How to Choose a Good Pastor

How to Choose a Good Pastor

Posted on July 4th, 2022


Today, many thoughts abound as to what a pastor is or should be like. Some view him as a nice, teddy-bear type who hugs and walks beside you. Others see him as the Sunday morning event leader who is the good-looking CEO of a slick, market-driven outreach. Others view the minister as someone who can heal the congregants’ physical ailments via touching the tube (flat screen). Others can’t wait to get pumped-up from this week’s prosperity message. And then some view ministers as impersonal and removed, black-robed untouchables—outsider professionals. 

In the midst of these varying perceptions of a pastor, what does Scripture indicate he should be like? What are your thoughts on what makes a good pastor? The answer to this question is gained by studying what are called the Pastoral Epistles of the New Testament (NT): the two books of Timothy and Titus. 

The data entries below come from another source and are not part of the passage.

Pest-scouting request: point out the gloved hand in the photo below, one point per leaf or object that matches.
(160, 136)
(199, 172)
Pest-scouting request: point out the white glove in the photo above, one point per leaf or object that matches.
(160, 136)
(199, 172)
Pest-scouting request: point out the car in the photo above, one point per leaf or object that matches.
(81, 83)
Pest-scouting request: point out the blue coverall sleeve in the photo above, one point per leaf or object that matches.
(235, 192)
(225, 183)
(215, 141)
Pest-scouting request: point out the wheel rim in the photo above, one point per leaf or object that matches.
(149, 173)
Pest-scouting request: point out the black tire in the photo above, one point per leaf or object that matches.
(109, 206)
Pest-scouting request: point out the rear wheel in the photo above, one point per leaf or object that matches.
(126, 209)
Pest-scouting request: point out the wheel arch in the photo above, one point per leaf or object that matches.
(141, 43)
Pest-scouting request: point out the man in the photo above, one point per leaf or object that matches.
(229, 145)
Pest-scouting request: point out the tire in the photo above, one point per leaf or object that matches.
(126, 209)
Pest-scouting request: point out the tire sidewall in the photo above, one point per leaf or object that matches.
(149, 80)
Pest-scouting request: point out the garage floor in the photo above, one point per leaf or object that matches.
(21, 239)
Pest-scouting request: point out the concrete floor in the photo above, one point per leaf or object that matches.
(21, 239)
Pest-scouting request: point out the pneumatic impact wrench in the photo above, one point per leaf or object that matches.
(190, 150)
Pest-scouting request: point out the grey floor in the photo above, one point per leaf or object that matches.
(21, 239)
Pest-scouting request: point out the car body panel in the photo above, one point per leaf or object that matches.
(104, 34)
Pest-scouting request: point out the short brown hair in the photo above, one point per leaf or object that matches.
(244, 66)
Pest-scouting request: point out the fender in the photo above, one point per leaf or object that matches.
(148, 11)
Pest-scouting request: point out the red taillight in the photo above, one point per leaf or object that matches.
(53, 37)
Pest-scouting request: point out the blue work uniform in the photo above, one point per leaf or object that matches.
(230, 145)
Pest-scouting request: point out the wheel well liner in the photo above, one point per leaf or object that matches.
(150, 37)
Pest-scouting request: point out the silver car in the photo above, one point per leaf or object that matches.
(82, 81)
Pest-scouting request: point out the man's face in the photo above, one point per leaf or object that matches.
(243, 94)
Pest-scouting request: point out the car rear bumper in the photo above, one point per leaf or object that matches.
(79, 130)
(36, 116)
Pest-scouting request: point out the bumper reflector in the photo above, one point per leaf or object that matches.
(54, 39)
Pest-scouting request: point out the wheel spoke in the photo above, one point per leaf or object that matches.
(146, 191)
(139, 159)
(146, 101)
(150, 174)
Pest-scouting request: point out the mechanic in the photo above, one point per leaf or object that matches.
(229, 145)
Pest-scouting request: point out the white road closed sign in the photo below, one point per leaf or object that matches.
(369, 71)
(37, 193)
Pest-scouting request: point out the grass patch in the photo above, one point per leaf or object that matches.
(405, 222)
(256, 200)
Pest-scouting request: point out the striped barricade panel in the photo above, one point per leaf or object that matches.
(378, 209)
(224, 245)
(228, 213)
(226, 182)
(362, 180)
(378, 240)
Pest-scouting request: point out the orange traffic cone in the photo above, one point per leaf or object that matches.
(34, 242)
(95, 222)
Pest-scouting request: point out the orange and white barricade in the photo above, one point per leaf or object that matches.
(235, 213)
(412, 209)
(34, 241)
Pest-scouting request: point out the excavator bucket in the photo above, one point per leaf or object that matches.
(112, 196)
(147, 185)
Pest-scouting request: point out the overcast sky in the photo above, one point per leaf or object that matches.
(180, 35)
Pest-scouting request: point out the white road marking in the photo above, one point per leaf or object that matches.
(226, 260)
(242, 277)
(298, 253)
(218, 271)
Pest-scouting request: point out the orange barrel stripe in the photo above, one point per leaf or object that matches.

By far the largest number of passages related to the pastor has to do with his injunction to teach and preach the Word of God. The sheer volume of those commandments far outweighs any other aspect of his God-given job description. This focus alone serves to indicate that the primacy of pastoring is related to teaching and preaching the Word of God. Note this emphasis as illustrated by the Holy Spirit in the following passages: 

A. 1 TIMOTHY 5:17

“The elders who rule well are to be considered worthy of double honor, especially those who work hard at preaching and teaching.” 

B. ACTS 20:27 

In Acts, relative to the Ephesian elders with whom Paul had labored in ministry for three years, he states: “For I did not shrink from declaring to you the whole purpose of God.” 


“Of this church I was made a minister according to the stewardship from God bestowed on me for your benefit, so that I might fully carry out the preaching of the word of God.” 

In these three passages, the emphasis of the apostles’ ministry was proclaiming the Word. And this same perspective on ministry was handed down from the apostles to the first-century church leaders as evidenced in and by the Pastoral Epistles. 


One of the main texts that underscores the prominence of the pastor being a teacher is found in Ephesians 4:11. This verse reveals the kind of leadership that Jesus Christ has given and intends for the body of Christ in His physical absence (in between His first and second incarnation): 

“And He gave some as apostles, and some as prophets, and some as evangelists, and some as pastor and teachers….” 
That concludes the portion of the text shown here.